Study investigators did not collect data on the nurses’ years of experience. It is possible the level of experience and a broad range of clinical areas may have impacted responses as nursing expertise and exposure to different clinical settings may have exposed nurses’ to different challenges. The results from the study may only be transferable to RNs in similar COVID-19 health care situations. It is for the reader to determine if the experiences “ring true” to their own experiences during pandemic nursing.
Another study limitation pertains to the study design. Participant journals were not analyzed in real-time by the research team. This study was conceived by the course faculty member after journals were reviewed and the course officially ended for the term. The course faculty member remained on the research team, obtained participant consent, de-identified journals, and engaged with the research team in the analysis of journal passages. It is possible that not analyzing the journals in real time may have limited clarifying concepts or reduced the importance of the recorded event.

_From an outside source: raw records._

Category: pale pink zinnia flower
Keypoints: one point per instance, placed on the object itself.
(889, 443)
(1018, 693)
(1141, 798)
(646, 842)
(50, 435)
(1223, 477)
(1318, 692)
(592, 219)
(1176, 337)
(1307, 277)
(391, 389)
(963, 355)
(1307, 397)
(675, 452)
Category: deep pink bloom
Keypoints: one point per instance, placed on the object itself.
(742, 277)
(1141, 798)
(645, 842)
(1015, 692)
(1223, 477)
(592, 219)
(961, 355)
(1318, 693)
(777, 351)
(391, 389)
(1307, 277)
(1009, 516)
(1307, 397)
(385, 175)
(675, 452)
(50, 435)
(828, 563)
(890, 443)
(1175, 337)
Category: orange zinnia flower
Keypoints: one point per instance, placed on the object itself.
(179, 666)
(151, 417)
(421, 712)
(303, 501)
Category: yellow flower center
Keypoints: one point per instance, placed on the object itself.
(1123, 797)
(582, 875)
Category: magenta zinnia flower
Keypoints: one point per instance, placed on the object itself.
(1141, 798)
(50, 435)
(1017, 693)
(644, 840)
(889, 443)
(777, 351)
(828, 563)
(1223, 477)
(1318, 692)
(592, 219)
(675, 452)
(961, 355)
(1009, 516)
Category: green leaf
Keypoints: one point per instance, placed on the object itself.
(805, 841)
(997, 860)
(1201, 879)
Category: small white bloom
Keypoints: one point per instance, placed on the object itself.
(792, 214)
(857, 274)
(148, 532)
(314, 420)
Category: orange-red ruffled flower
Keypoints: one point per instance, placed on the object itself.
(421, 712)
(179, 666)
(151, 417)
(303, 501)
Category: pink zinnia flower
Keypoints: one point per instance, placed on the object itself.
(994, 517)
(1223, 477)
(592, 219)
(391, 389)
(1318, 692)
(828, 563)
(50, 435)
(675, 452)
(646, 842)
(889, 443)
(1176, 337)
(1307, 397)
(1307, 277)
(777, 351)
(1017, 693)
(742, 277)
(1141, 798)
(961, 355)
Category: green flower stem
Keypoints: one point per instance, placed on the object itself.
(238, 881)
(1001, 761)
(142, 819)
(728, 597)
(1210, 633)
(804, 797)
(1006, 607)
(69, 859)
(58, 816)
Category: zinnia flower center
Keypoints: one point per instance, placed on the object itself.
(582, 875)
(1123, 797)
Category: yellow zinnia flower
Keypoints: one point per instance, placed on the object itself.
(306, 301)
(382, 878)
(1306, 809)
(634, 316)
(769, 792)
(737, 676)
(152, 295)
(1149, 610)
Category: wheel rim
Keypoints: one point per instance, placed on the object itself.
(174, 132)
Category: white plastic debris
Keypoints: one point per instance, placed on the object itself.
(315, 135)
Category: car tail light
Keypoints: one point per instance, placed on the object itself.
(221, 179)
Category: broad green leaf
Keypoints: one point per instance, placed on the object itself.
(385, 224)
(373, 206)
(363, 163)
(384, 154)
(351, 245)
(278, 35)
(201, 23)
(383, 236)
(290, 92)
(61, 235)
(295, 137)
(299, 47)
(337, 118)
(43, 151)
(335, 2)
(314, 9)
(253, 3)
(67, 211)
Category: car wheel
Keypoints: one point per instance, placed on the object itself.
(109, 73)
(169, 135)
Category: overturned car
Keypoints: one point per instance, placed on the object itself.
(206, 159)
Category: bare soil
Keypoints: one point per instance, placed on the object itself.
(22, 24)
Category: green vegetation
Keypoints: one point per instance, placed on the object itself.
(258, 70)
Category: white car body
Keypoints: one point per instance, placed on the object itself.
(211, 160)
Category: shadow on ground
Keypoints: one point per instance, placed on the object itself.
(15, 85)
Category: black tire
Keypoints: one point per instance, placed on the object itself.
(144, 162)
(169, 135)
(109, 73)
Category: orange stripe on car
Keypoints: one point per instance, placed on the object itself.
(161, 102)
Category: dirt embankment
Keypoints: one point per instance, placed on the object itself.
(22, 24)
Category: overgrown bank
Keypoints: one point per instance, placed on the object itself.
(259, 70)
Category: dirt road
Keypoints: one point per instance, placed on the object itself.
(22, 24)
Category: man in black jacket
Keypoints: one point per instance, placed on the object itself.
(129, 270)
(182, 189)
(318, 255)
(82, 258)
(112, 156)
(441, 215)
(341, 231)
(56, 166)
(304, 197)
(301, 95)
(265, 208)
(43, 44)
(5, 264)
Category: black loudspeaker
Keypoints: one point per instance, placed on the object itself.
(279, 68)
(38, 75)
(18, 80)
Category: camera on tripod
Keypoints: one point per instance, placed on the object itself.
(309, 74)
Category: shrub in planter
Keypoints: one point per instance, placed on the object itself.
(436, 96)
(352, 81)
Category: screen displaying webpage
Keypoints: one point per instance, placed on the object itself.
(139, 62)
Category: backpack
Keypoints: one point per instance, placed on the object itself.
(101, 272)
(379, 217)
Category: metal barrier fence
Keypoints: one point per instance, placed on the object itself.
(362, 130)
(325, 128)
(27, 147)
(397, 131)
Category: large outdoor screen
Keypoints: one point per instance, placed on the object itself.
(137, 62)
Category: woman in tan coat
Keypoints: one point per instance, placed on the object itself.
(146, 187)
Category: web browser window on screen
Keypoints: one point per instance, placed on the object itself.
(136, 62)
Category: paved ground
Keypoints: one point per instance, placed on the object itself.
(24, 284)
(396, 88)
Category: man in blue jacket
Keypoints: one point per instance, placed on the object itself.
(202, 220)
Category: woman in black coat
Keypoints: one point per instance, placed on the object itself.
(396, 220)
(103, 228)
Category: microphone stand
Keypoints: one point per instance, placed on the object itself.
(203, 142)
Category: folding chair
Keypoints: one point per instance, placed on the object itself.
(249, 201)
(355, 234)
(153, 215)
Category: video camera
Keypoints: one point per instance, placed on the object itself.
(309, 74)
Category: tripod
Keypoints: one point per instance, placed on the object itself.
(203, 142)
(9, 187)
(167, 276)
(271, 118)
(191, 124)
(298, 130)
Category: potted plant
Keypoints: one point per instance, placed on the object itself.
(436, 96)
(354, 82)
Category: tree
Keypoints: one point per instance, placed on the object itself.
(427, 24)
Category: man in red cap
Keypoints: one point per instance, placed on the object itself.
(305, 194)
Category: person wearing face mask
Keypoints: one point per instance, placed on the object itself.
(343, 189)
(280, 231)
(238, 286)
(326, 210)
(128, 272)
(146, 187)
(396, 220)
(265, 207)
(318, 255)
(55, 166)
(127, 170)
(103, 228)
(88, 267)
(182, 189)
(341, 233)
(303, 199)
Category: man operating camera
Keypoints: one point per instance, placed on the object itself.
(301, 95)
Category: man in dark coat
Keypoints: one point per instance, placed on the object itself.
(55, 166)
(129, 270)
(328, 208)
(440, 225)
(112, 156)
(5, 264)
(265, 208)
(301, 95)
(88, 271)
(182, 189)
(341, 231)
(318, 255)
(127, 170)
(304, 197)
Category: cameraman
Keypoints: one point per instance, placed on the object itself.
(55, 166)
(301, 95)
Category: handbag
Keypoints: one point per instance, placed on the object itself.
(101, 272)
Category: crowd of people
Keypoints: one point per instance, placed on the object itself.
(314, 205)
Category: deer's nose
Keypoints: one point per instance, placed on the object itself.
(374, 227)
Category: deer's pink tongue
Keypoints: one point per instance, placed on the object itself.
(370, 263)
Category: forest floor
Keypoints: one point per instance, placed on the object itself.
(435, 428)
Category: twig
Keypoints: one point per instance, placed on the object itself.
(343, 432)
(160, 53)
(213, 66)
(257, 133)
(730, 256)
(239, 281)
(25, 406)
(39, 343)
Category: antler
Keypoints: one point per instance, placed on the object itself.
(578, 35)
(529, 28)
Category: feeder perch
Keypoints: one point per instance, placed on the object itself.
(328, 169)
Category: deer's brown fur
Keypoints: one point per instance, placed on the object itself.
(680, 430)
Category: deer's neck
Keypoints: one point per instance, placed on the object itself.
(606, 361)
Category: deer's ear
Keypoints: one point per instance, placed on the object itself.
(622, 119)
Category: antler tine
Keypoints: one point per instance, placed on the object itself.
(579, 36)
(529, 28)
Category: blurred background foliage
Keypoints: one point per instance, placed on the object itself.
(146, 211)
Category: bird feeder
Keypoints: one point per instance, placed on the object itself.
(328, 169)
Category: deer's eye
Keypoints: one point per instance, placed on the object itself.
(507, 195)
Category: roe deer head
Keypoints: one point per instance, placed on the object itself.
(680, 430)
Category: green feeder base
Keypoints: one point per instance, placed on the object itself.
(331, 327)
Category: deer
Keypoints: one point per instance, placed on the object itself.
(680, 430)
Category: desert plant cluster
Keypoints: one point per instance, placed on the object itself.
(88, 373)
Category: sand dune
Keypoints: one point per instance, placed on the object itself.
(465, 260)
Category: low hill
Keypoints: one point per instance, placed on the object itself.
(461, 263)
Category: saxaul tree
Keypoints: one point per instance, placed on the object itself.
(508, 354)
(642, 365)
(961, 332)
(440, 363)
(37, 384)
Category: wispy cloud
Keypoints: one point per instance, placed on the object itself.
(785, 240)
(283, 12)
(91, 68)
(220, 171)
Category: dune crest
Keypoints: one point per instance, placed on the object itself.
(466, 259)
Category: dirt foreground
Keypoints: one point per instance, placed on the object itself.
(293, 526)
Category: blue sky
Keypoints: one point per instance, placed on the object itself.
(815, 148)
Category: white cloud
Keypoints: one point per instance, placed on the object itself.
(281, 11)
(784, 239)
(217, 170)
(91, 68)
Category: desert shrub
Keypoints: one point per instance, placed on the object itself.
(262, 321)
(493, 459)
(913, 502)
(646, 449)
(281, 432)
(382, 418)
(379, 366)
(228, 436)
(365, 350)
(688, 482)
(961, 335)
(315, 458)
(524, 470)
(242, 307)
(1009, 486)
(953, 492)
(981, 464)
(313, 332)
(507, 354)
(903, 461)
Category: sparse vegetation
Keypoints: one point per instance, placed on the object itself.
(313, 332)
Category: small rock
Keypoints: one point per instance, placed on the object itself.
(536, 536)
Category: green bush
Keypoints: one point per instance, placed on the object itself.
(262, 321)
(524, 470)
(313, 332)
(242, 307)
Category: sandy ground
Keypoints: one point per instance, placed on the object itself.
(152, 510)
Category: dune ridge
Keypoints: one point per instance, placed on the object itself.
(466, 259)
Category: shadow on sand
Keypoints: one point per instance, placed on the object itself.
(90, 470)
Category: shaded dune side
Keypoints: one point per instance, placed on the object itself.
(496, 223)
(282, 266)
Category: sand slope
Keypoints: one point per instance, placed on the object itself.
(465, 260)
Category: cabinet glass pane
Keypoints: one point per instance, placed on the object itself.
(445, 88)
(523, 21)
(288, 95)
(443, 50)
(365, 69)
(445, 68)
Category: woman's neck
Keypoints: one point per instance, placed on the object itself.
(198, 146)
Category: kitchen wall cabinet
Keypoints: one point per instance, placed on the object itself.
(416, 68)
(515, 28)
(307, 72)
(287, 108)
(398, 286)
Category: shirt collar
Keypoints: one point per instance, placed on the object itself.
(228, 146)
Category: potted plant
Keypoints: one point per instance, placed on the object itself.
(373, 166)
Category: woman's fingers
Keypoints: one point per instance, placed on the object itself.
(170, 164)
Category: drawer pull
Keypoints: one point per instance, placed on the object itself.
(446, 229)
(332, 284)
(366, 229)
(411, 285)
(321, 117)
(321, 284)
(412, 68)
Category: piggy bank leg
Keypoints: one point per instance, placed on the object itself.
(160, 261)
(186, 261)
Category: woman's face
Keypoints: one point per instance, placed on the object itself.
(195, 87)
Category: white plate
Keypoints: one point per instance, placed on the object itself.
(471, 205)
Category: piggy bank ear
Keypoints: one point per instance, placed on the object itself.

While the physical timing of the study analysis was not ideal, a strength of this study was the implementation of rigorous qualitative research processes. Meaningful units were identified and coded through iterative review of journal transcripts and triangulation by three researchers’ consensus of data during the coding of the first four journals. This, along with thick, rich, descriptive quotes from journals supported data credibility and dependability. All three researchers reviewed and agreed on themes in the final analysis of all journals; data saturation was achieved since no new codes or themes had emerged. Confirmability is shown by the audit trail, as described above, that documents the researchers’ process of checking and rechecking the steps of data analysis (Sandelowski, 2000).
Conclusion
The essence of the thematic coding and interpretation was elucidated in the crucial nature of pandemic “footprints” of nursing professionals. Study investigators’ conceptualization of nurses created “footprints in time,” a metaphorical presence, navigating their paths through heretofore unknown territory. It was apparent as these journal reflections were processed that journaling was therapeutic and led to holistic self-reflection as mentioned by one nurse (student): Since this pandemic, I’ve been journaling my thoughts a lot and I’ll be honest this journaling definitely helps my mental health … I definitely need to relax, take care of my mind, body and soul … I’ve been talking to my friends and family more often and writing down all my goals once this pandemic is over.
The researchers interpreted that nurses’ journal entries brought forth a meaningful template for empathy, understanding, and connectedness. Nurses’ fight for lives and living, seen in their reflections were honest and insightful, and can inspire others’ walks through personal and professional challenges. It is suggested to keep reflective practices, such as journaling, if and when nurses face critical circumstances again such as what they confronted in the early weeks of COVID-19.